By Andrea Levy £7.99

A winner of the Whitbread & Orange prizes, you might expect this novel to be worthy and obscure, but far from it. It's an absorbing, beautifully written and insightful read, focusing on the racism encountered by Jamaican immigrants after the Second World War. In the characters of Queenie, the white working-class London landlady, Gilbert, the Jamaican airman, and Hortense, his haughty wife from a marriage of convenience, who comes over to join him, Andrea Levy has created fabulously real characters whose lives interweave, and despite the brutality and pain of life around them, care for each other in subtle and touching ways. As an exploration of a point in England's past when everything changed never to be the same again, and the ordinary but extraordinary people who made and lived through those changes, it is an important and honest book, and wonderfully moving. Truly the best novel I've read in ages.

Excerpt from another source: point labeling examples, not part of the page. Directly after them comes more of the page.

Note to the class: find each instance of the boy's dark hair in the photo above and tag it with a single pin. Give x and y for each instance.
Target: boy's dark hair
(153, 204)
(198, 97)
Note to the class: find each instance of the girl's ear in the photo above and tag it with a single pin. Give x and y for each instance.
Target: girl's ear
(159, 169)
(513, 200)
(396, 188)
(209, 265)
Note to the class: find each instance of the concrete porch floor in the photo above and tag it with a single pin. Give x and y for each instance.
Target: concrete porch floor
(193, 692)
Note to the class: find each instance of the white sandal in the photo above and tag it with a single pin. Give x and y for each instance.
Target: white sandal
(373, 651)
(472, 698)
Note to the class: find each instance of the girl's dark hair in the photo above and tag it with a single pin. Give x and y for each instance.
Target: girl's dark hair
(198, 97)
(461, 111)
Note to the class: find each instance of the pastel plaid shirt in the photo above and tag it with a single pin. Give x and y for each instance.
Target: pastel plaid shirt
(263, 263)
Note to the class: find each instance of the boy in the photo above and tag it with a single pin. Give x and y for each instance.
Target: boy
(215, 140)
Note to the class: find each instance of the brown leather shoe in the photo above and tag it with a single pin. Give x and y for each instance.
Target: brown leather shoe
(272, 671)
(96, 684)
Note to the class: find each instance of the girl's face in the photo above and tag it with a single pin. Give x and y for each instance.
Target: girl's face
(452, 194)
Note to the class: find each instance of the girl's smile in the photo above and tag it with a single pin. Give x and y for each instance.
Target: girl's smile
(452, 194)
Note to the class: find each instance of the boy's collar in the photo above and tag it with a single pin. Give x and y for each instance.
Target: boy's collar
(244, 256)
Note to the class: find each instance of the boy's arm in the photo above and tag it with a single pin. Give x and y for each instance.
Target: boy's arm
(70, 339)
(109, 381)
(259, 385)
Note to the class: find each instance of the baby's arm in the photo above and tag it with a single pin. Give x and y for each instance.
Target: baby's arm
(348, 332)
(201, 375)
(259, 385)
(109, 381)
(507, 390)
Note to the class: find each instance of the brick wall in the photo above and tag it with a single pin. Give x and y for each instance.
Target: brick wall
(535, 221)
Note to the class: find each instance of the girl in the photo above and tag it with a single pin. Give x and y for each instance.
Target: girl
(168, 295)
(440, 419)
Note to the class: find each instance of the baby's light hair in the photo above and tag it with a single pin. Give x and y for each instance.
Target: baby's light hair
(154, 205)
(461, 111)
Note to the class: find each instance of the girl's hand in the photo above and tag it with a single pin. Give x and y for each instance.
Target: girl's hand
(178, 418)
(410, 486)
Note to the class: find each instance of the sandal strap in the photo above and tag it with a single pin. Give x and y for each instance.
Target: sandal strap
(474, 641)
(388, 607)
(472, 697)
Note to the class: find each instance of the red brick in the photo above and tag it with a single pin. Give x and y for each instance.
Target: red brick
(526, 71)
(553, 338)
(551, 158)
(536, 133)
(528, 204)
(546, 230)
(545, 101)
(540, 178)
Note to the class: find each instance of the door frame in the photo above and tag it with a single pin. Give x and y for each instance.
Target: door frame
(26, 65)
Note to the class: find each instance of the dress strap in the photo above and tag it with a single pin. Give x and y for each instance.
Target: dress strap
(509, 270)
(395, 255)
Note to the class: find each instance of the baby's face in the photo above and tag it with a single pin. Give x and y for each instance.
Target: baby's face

A Vegan Taste of North Africa

By Linda Majzlik. £5.99

This is just one of a series of Vegan Taste of … cookbooks (others in the series include the Caribbean, India, Italy, France and the Middle East), with healthy, tasty, meat-free, dairy-free recipes from the region where Africa and the Mediterranean meet. The book is very simply presented, illustrated only with a couple of line-drawings, and recipes are grouped into snacks and starters, main courses, salads, and so on. A handy feature is the "Storecupboard" of staple ingredients, making it easy to compile a shopping list that will give you all you need to cook several different recipes. As someone who would like in principle to cook meals from scratch with fresh ingredients but rarely does. I found it easy to use, and enjoyed the results! A great way to try out vegan cooking as well as exploring the palette of tastes from a particular region.

Not For Sale: Feminists Resisting Prostitution and Pornography

Edited by Christine Stark & Rebecca Whisnant. £14.95

The sex industry is becoming increasingly normalised, even celebrated - but is porn just entertainment? Is prostitution just work? Here thirty writers and activists, female and male, write about the human rights issues and power inequalities inherent in a multi-billion dollar industry in the business of, more than anything, making women available to men for a price. While this book is not short of research and personal accounts about the negative effects of prostitution and porn, many of the writers look beyond well-trodden debates over whether the work is coercive and harmful or freely chosen and liberating, arguing that the buying and selling of sex - of people's bodies - is linked to wider global issues: militarism, racism, and corporate capitalist greed. Often crudely and irrelevantly misrepresented as 'anti-sex', many of the contributors are frontline activists against gender violence - whatever your views on the issue, their critical voices deserve to be heard.